What is there to "feel?" Is there some reason we shouldn't let our basic human tolerance apply here as well?
> God-given, huh.
Typically, when used by governments, it's meant to mean rights that aren't endowed upon you by the state and thus aren't within the purview of the state to police or remove.
Except when I say it's God-given and the state disagrees, then I don't get the right. When states do it, they do it so that they don't become the object of frustration when they don't grant the right. Anyone believing it (god given, or natural, or universal human) is willingly letting the state dupe them into this arrangement at their expense and the benefit of the government.
Colloquialisms abound, and they are not to be taken literally or we'd have actors with broken femurs everywhere in the English-speaking world. Understandably, colloquialisms can be very problematic for those learning a new language. Is that the situation in your case?
If @ggambetta believes that there are people with influence in society who take the idiom literally then it would be reasonable for @ggambetta to be concerned and to have a problem with the idiom.
Perhaps the judge could have used a more precise legal formula to avoid just this kind of concern.
> If @ggambetta believes that there are people with influence in society who take the idiom literally then it would be reasonable for @ggambetta to be concerned and to have a problem with the idiom.
Can't the same be said for people who believe the world is flat?
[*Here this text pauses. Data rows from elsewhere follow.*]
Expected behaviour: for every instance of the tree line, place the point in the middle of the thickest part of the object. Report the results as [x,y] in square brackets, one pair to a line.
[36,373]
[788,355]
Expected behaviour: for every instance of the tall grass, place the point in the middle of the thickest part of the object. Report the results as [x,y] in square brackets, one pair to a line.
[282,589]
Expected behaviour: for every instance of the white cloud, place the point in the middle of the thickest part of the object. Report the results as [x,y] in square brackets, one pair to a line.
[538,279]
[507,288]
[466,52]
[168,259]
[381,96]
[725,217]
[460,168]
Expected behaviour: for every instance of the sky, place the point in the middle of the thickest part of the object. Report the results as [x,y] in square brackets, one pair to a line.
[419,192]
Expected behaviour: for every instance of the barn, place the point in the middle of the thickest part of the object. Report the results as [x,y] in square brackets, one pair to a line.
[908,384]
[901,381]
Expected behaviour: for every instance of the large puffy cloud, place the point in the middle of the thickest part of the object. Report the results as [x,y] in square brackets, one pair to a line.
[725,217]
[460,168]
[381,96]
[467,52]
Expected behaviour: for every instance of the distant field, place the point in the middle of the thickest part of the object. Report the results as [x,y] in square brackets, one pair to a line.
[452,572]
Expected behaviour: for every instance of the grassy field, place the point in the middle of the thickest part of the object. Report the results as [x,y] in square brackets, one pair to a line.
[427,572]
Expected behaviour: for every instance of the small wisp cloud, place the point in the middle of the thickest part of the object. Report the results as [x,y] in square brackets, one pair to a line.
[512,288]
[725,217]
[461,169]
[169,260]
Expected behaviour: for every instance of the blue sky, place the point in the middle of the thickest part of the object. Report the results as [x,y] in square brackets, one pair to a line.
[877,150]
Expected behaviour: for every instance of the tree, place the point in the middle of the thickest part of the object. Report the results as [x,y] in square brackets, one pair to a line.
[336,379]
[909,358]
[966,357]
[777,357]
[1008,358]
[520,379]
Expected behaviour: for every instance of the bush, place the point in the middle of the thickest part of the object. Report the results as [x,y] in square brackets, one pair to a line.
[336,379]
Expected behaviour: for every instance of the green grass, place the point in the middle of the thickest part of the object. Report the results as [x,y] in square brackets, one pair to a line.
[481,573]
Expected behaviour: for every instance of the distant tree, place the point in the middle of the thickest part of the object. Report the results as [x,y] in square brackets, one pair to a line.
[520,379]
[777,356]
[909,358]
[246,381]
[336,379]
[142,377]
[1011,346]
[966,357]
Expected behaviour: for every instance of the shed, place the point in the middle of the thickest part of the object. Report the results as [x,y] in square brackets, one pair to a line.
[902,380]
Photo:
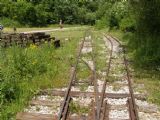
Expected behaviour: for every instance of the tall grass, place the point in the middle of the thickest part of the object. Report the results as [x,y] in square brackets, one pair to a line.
[24,71]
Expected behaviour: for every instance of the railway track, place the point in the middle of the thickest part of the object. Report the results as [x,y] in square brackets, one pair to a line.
[103,106]
[89,98]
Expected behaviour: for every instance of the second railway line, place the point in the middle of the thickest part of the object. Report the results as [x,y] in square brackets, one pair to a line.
[91,94]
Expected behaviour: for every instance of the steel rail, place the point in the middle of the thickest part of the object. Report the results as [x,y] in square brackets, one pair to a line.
[71,81]
[99,107]
[131,100]
[95,80]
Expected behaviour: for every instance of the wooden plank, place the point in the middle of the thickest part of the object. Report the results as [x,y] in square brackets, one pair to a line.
[38,116]
[89,94]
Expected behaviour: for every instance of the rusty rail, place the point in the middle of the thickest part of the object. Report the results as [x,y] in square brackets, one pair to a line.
[105,83]
[65,105]
[131,101]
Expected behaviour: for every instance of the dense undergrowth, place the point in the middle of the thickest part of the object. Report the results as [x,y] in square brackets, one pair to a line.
[24,71]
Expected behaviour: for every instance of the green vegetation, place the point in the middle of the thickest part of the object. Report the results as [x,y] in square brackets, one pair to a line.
[24,71]
[78,109]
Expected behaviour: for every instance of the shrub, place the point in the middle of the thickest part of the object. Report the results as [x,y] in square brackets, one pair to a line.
[127,25]
[6,22]
[100,24]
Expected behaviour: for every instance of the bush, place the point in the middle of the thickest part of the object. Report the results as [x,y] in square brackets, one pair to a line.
[101,24]
[6,22]
[127,25]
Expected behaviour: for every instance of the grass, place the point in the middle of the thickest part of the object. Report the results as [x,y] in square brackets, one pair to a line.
[25,71]
[26,29]
[150,78]
[78,109]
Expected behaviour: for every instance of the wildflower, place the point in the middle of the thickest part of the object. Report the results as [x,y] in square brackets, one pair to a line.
[33,46]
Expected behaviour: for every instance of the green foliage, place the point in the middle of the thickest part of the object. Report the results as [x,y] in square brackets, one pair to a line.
[101,24]
[44,12]
[128,25]
[76,108]
[9,22]
[145,44]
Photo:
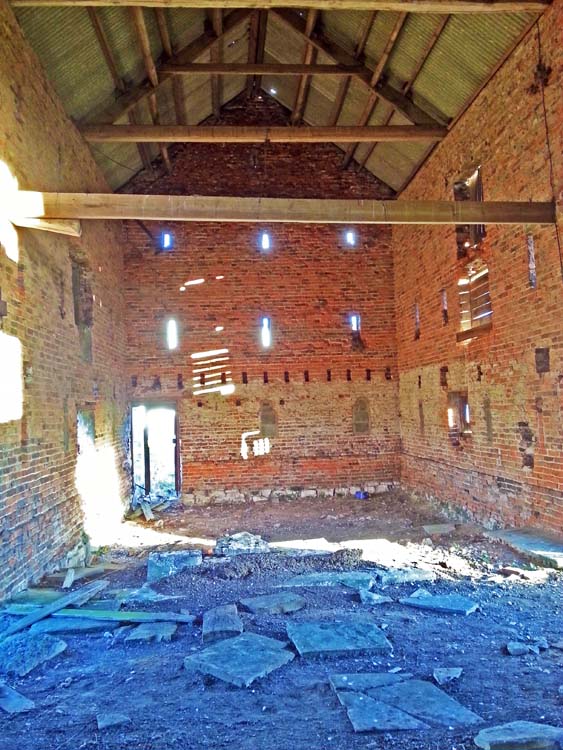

After all they believe it, so their concern about the round world conspiracy has to be reasonable, right?
I think there might be a tiny gap in your reasoning.
I do have a problem. It's like the sexist language or the N word. Their just words so nothing to be offended by, right? But they just perpetuate and normalise the concepts. In this case non-sensical religious things.
I'm an atheist but when people sneeze I still sometimes say "God bless." It's just a phrase at this point, nobody believes that Canada is a genuine theocracy.